We reasoned that the sAHP binding site might constitute a slow high-affinity calcium binding site similar to EGTA, that could be responsible for shortening the fura calcium signal after an action potential, and also for the presence of the slow decay of fluorescence calcium signal seen after prolonged depolarizations. For very rapid transients like those following single action potentials, the fast time constant would predominate. Long transients would allow a near equilibrium between the fast and slow binding sites, and the slower time constant would be prominent. We used the method described by Markram et al. (1998) to model nonequilibrium calcium dynamics. As a simplification to represent the wide variety of calcium binding sites in the cytoplasm, we grouped them together into the minimum number of categories required to account for our results. We considered a system consisting of three classes of calcium binding sites, each of which could represent a family of calcium binding molecules that share similar kinetics and calcium affinities (Fig. 6A). Some of these might be calcium buffers (as in the case of fura-2), but they could also represent calcium binding sites of calcium-dependent enzymes or calcium-gated ion channels. Following the terminology of Markram et al. (1998), we call each of these binding sites a calcium reaction partner (RP). Because we observed two distinct time constants in the calcium signals from cholinergic interneurons (∼250 ms for brief transients and 1.5–2.0 s for long ones), our model requires a minimum of two families of reaction partners differing in kinetics. The faster family of reaction partners (fast high-affinity RP) includes our calcium indicator (bis-fura-2), calmodulin, and an unknown variety of other fast high-affinity calcium reaction partners located in the cytoplasm. These vary in mobility from the highly diffusible fura-2 to the fixed SK binding sites located on the plasma membrane. The effective mobility of this mix of calcium reaction partners was represented by a diffusion coefficient, but the SK binding site was represented separately as a fixed RP with kinetics and affinity similar to those of fura-2 (Naraghi et al., 1998). Because the SK binding site differed from other members of the fast high-affinity RP group only in by its immobility and location in the cell, it did not introduce an additional time constant of calcium decay, but only altered the diffusional properties of the model.
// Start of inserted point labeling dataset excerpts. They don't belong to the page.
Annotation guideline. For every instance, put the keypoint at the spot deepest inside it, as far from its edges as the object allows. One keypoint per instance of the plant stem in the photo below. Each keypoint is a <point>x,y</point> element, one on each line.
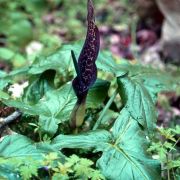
<point>98,122</point>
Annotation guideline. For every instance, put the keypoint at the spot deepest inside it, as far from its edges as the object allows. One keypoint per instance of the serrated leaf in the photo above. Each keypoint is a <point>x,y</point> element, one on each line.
<point>138,102</point>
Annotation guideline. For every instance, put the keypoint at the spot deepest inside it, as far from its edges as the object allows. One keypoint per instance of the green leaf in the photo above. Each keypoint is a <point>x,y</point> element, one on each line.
<point>126,157</point>
<point>86,141</point>
<point>60,61</point>
<point>56,105</point>
<point>138,102</point>
<point>97,93</point>
<point>6,54</point>
<point>38,87</point>
<point>154,80</point>
<point>124,152</point>
<point>18,146</point>
<point>3,95</point>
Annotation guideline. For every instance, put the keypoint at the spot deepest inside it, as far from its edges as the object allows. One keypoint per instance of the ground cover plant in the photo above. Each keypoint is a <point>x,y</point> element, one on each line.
<point>70,123</point>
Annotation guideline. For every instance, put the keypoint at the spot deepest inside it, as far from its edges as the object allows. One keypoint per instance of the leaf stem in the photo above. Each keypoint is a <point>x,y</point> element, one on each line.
<point>98,122</point>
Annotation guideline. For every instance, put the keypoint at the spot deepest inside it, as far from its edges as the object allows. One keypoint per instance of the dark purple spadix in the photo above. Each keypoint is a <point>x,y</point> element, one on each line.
<point>85,67</point>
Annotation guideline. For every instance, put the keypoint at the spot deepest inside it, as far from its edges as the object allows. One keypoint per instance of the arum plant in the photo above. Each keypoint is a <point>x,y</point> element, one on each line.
<point>85,68</point>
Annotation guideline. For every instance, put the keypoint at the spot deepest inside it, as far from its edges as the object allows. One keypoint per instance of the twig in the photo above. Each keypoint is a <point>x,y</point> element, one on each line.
<point>9,119</point>
<point>98,122</point>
The cascade of calcium reaction partners is different for transient versus sustained calcium influx. A, A model process containing a fixed low-affinity RP, and fast and slow high-affinity mobile RP. The SK binding site is a subset of the fast high-affinity RP but fixed in the outermost diffusion shell. The fast high-affinity RP includes the exogenous calcium indicator. The sAHP calcium sensor is the slow RP. B, Fast movement of calcium between binding sites after an impulse calcium current places 500 nm free calcium in only the outermost shell. Free calcium goes to near-zero levels in the first 100 μs. Over the first 1 ms, calcium begins to redistribute between reaction partners. The slow RP makes an insignificant contribution to binding in the first 1 ms. C, Binding of calcium to the high-affinity mobile reaction partners, integrated across all shells. Total calcium binding to the fast mobile site decays rapidly over the first 200 ms, as calcium is transferred to the slower but higher-affinity reaction partner. The decay of calcium binding to the fast reaction partner in the absence of a slow buffer is shown for comparison. D, Redistribution of calcium between fast and slow reaction partners depends on diameter (dia). The time constant of decay of calcium binding to the fast reaction partner, and the delay in onset of binding to the slow one, are shorter in smaller-diameter cell processes. E, Calcium occupancy of the fast, but not the slow, RP depends on distance from the membrane. Binding to the slow RP occurs at a timescale slower than that required for spatial equilibration of calcium by diffusion of the fast RP. Inset shows the early phase of binding to the slow RP. F, Prolonged calcium influx produces preferential binding to the slow site if maintained longer than the time constant of redistribution among the fast and slow RPs. Binding to the slow RP peaks after the offset of the calcium current, even for long currents, and a slow, as well as a fast, component of decay is seen in the binding of calcium to the slow RP.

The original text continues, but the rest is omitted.